Environmentalists term structure illegal, to challenge construction; board forms own panel to look into concerns
The site where the 10-foot-high, 14-feet-wide structure is being built at Aksa beach in Malad
The Maharashtra Maritime Board (MBB) has filed a caveat with the National Green Tribunal (NGT) in order to build a sea wall at Aksa beach in Madh, Malad, even as environmentalists have finalised plans to challenge the structure, which they termed ‘anti-nature’ and ‘illegal’.
According to NGO NatConnect Foundation, MMB filed the caveat against environmental groups to “pray that no orders be passed without due notice to the caveator/proposed respondent in the original application which may be filed by the caveatees against the proposed construction of the sea wall”.
The NGO pointed out that this is the first time that MMB has used the expression ‘sea wall’, a structure that has been banned by the NGT. “Moreover, the wall’s status is not merely ‘proposed’, as stated in the caveat, but the structure is nearing completion,” said B N Kumar, director, NatConnect.
Environmentalist Zoru Bhathena said the MMB, in its initial proposal for the CRZ nod, stated that it planned to construct a gabion wall, which the Maharashtra Coastal Zone Management Authority (MCZMA) rejected outright in its 115th meeting in January 2017.
“The authority felt that the beach may be eroded due to solid construction. Further, solid construction is not permissible as per the CRZ Notification, 2011. Subsequently, the board changed the expression to ‘parapet wall’ and later to ‘repairing an old bund’ and went ahead with the construction in the middle of the beach, an obvious CRZ1 area,” he alleged. Environmentalist B N Kumar claims the wall also violates a ruling by the NGT against such structures at beaches across states and Union Territories.
A special bench of the NGT, in its order dated April 11, 2022, took note of the National Institute of Ocean Technology (NIOT) design of a hybrid solution for the first time in India with two reefs and sand nourishment for restoring the eroding beach along Puducherry. The tribunal also observed that a similar pattern could be applied to shore management plans of other beaches as well.

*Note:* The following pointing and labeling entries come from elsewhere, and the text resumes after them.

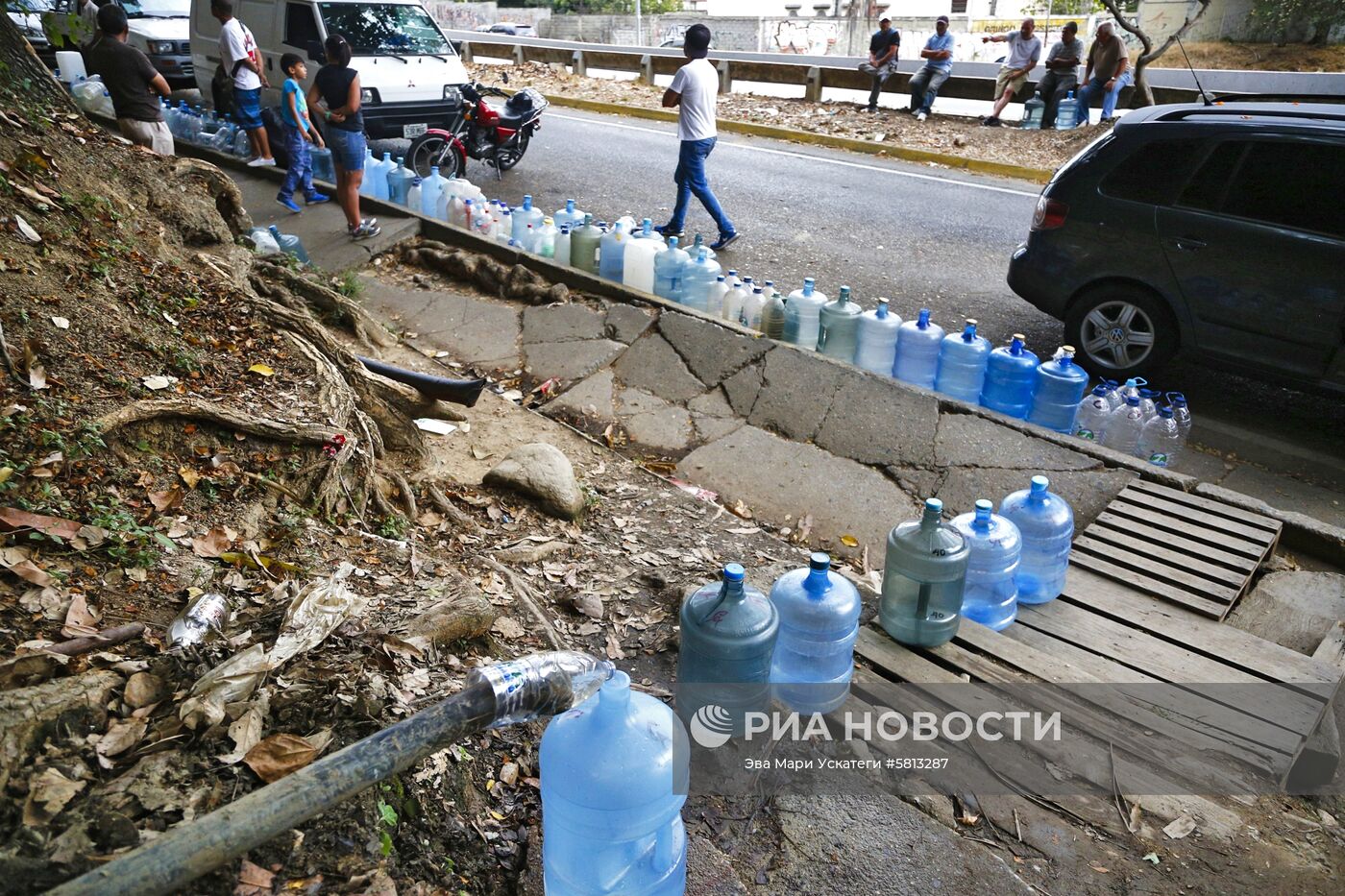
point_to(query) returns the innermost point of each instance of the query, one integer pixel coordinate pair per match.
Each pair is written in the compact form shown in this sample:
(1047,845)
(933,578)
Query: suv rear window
(1153,173)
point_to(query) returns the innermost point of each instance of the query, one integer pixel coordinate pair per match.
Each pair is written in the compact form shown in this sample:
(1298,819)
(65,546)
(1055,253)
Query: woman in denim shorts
(335,91)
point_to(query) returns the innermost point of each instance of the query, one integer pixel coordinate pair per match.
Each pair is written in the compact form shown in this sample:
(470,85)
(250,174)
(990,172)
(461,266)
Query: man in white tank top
(695,90)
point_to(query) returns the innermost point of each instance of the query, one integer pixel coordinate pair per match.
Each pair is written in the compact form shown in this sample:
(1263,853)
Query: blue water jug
(728,637)
(819,620)
(876,349)
(962,363)
(1046,525)
(614,774)
(923,577)
(917,350)
(1060,386)
(1011,378)
(991,594)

Meanwhile, under pressure from environmentalists, MMB has formed a committee to look into the concerns over the violation of CRZ norms. Dr H Kharkwal, the additional director and scientist at the Union Ministry of Environment, Forest and Climate Control that was approached by NatConnect, directed Abhay Madhukar Pimparkar, member secretary, MCZMA, in an email, to check the complaint.
MMB, in its latest letter to MCZMA, following the ministry mail, described the Rs 4.95 crore project as part of anti-sea erosion measures and said the work received approval from the district planning commission. The letter claimed that MMB had received the MCZMA and State Environment Impact Assessment Authority nod.
Environmentalists, however, rejected outright the committee idea, stating that any inquiry should be held by an independent panel and not by the MMB. In their complaint to the Centre and the state government, they said the “monstrous” wall—10-foot high, 14-foot wide and running up to over 600 metres—was being erected in the middle of the beach in CRZ1.
According to a NatConnect member, Dr Kharkwal reminded Pimparkar that the ministry “delegates power to the State Coastal Zone Management Authority, under Section 5 of the Environment Protection Act, 1986, to take action against violation cases. It is requested that action applicable with the law may be taken if all aforesaid grievances are affirmative”. Kumar said, “We are consulting our legal teams.”